Stop talking about the “AI revolution” as a software upgrade. It is a physical debt trap.
While Silicon Valley evangelists spent 2025 narrating the rise of “agentic workflows,” the actual balance sheets of the Big Five—Microsoft, Alphabet, Amazon, Meta, and Oracle—began narrating a far more violent story. In 2026, these hyperscalers are projected to dump a staggering $660B to $690B into capital expenditure. For context, Amazon alone is prepping a $200B down payment on silicon and cooling systems this year.
But here is the counter-intuitive reality: This isn’t a sign of strength. It is a desperate “Compute Debt” cycle that is systematically executing the margins of the very SaaS companies it was supposed to “empower.”
The $200 Billion Hallucination
The industry is currently staring at a $200 billion gap between infrastructure spending and traceable AI revenue. In 2025, for every dollar spent on GPUs and data center builds, the traceable return was roughly 10 cents. When cloud computing hit its stride in 2011, that ratio was nearly 40 cents.
We aren’t just building infrastructure; we are front-loading a decade of depreciation on assets that have the shelf life of an open carton of milk. An H100 or B200 cluster doesn’t age like a server rack; it ages like a specialized military asset. The moment the next generation of Blackwell or Rubin chips drops, the “Compute Debt” on the previous generation turns toxic.
Depreciation: The Silent Executioner
Data centers commissioned in 2025 are facing $40 billion in annual depreciation costs in 2026. This is a fixed cost that cannot be “optimized” away by clever prompt engineering or RAG architectures.
For the average SaaS company, this is the end of the high-margin era. The “Software is Eating the World” thesis was built on the premise of zero marginal cost of distribution. But in the age of Agentic AI, the marginal cost is tied to the price of an electron and the heat-dissipation capacity of a liquid-cooling loop. Every time an agent “thinks” for a user, the SaaS provider is servicing a portion of that $900 billion in tech sector debt issued to fund the GPU clusters.

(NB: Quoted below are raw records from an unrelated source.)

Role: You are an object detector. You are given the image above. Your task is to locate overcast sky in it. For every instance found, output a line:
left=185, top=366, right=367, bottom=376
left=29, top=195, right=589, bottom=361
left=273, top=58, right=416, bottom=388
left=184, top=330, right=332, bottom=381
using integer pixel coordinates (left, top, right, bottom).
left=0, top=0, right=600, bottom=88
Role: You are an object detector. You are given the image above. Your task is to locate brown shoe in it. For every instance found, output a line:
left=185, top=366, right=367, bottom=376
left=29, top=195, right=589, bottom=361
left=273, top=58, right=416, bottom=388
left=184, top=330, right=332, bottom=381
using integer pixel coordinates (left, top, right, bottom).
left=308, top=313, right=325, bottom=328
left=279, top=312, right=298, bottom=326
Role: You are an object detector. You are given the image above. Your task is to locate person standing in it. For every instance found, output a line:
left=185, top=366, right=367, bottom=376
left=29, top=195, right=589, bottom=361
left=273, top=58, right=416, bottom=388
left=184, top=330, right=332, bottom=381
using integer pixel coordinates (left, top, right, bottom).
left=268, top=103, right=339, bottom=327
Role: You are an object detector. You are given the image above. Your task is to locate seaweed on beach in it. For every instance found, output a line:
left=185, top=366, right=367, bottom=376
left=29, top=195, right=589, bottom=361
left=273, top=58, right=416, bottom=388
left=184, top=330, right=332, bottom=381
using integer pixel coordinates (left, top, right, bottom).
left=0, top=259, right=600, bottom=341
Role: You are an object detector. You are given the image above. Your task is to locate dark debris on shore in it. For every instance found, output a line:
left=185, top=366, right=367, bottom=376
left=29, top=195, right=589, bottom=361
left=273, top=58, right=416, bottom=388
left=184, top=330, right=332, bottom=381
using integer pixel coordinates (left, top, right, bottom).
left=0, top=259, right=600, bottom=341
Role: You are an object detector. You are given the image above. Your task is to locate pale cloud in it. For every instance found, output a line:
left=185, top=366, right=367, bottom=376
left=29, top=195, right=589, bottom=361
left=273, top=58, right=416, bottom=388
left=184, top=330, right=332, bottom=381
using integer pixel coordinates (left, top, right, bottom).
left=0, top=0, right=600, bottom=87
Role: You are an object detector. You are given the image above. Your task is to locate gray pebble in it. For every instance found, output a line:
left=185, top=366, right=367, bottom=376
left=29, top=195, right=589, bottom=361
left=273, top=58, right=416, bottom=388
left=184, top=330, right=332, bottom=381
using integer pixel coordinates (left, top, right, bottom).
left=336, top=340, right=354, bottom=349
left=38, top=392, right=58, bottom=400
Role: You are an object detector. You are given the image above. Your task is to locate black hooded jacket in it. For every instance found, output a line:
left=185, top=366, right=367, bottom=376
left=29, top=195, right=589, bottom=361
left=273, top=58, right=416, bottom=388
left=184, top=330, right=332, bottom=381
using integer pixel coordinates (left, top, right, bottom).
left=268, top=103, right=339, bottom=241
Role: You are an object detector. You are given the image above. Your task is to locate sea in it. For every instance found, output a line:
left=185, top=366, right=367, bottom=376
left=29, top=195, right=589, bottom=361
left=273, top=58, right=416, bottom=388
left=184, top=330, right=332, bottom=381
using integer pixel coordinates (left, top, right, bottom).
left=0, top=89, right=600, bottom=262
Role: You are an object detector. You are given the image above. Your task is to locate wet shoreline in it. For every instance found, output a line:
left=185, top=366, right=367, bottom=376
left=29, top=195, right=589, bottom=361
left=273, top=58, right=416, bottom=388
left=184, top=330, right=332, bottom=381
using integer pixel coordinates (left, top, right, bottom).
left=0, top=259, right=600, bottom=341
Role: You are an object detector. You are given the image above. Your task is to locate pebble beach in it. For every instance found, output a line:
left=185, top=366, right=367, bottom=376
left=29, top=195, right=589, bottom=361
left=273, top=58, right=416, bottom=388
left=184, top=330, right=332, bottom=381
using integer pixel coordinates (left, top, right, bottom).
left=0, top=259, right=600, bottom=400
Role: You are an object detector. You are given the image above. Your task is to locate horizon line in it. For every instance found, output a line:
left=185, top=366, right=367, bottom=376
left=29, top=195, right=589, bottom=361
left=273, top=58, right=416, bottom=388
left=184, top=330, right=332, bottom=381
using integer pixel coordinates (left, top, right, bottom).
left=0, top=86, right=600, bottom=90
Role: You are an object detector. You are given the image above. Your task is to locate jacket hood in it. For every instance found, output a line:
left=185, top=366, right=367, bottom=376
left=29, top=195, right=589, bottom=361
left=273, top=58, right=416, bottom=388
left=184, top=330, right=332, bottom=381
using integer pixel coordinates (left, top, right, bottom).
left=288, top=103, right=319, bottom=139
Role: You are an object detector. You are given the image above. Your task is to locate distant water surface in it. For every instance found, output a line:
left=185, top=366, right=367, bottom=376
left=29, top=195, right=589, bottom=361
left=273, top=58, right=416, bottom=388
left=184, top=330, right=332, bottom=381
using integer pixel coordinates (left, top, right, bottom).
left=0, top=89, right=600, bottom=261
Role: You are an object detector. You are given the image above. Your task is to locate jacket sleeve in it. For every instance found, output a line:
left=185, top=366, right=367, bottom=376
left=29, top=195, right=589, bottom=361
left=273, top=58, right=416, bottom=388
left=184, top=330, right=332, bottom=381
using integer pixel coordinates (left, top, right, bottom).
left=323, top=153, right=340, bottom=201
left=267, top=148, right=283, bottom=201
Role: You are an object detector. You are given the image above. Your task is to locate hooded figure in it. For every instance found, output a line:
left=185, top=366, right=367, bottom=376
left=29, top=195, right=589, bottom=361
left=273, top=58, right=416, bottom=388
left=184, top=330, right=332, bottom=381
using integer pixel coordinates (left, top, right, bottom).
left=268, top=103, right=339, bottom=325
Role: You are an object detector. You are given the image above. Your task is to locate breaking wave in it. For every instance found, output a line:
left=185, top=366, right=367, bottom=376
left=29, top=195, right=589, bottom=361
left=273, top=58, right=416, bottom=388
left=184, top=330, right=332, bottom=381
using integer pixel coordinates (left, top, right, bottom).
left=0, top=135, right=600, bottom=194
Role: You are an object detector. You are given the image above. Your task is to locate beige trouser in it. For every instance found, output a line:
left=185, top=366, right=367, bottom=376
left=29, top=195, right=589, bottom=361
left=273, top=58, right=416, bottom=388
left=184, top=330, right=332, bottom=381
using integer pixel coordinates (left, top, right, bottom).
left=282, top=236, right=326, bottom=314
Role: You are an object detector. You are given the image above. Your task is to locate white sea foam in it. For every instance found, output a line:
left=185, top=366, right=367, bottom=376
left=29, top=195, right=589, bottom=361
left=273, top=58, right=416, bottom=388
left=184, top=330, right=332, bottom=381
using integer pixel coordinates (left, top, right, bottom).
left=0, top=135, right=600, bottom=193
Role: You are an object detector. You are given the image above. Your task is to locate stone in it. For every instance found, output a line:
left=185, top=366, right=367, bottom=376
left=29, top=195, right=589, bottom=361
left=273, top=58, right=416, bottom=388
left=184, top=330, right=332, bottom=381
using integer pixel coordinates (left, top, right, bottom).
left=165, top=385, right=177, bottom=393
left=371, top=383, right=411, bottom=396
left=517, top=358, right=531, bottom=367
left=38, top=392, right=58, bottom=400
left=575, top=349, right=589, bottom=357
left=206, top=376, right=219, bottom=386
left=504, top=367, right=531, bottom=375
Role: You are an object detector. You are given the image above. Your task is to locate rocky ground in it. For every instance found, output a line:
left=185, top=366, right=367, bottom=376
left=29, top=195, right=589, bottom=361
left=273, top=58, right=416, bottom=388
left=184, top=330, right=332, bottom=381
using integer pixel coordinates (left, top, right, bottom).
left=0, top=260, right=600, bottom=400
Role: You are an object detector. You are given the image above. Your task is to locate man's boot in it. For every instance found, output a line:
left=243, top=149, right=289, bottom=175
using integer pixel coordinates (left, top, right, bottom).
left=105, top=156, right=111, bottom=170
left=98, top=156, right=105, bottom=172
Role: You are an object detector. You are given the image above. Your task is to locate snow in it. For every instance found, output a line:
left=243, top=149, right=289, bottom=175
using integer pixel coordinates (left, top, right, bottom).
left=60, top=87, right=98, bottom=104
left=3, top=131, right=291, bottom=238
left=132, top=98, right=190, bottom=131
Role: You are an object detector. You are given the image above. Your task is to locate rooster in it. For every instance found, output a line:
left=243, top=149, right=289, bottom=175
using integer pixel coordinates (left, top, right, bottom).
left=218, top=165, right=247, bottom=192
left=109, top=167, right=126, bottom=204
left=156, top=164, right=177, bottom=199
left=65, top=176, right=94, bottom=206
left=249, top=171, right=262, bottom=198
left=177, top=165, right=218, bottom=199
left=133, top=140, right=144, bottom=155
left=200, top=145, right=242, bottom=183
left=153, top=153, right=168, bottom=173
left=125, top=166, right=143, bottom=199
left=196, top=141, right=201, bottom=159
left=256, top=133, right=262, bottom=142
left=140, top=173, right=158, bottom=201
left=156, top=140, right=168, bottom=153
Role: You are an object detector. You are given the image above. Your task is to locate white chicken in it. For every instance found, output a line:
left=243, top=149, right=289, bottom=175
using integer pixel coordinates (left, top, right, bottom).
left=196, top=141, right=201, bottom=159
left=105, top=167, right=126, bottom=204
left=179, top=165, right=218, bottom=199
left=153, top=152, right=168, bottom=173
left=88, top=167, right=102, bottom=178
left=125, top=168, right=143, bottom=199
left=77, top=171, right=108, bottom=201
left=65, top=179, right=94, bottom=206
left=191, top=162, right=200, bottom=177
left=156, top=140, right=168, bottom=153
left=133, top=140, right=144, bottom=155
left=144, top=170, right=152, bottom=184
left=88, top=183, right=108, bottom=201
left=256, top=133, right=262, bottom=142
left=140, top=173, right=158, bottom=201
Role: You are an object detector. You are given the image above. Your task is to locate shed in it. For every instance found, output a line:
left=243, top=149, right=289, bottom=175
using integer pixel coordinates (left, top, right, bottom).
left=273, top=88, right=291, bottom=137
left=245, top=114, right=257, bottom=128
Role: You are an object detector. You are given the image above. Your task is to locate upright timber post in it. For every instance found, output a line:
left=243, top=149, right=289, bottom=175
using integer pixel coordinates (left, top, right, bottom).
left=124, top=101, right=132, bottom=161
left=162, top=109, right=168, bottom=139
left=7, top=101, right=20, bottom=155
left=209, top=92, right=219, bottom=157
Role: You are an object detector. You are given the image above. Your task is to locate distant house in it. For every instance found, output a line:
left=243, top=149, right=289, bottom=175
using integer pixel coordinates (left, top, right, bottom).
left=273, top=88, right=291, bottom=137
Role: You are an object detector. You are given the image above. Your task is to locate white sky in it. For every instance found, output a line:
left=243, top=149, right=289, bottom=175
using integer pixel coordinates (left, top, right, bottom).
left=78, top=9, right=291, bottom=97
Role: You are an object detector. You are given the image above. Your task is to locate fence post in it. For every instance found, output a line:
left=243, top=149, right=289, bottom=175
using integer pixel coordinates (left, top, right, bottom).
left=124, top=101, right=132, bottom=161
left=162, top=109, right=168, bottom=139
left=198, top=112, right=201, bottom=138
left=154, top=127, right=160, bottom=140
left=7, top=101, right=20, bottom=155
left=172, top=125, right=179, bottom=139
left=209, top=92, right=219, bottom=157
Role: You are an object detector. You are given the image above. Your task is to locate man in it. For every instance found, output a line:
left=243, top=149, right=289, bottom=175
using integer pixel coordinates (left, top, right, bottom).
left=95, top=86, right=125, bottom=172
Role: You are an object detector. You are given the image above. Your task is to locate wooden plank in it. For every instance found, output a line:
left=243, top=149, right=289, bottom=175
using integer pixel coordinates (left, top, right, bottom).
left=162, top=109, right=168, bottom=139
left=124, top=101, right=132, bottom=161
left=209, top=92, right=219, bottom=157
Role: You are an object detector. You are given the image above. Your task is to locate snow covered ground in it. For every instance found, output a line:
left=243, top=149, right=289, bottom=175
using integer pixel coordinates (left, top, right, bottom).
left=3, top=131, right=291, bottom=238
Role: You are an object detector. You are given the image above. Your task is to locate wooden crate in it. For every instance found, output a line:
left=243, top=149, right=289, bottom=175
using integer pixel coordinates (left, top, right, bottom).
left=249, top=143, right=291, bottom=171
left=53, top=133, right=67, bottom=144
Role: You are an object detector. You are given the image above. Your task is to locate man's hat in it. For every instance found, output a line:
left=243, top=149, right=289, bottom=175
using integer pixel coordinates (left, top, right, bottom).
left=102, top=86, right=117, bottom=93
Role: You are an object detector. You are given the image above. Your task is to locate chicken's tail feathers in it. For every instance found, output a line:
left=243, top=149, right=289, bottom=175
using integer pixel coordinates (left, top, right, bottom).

The Physicality of the Debt
We have forgotten that AI is physical. In 2026, tech sector debt issuance is projected to exceed $900B specifically to fund infrastructure. This isn’t venture capital; this is hard credit. When Nvidia posts a $57B revenue quarter (+62% YoY), they aren’t just selling chips—接口 they are extracting the future R&D budgets of every enterprise software company on the planet.
Nvidia owns 86% of the GPU market, but more importantly, they own the “Tax on Intelligence.” Every SaaS company trying to integrate “AI features” is essentially becoming a high-end reseller for Nvidia, taking on 100% of the execution risk while passing the majority of the value back to the hardware layer.
Strategic Implication: The Margin Collapse
The “Maverick” verdict is simple: We are witnessing the forced conversion of high-margin software businesses into low-margin utility providers.
If your business model depends on “AI features” but you do not own the power grid or the silicon, you are merely a sub-tenant in a very expensive data center. The companies that survive won’t be the ones with the best “agents,” but the ones with the most aggressive Compute Efficiency (Inference-per-Watt).
The era of bloated software valuations is over. The era of the “Infrastructure Hawk” has begun. If you can’t trace your AI spending to a structural reduction in human headcount or a radical increase in price power, you aren’t “investing” in the future. You are just servicing the debt of the hyperscalers.
Aura’s Strategic Postscript: Expect an ‘air pocket’ in late 2026 as the first massive waves of GPU depreciation hit the earnings calls. The market won’t be looking for ‘vision’ then; it will be looking for cash flow. Be the hawk, or be the prey.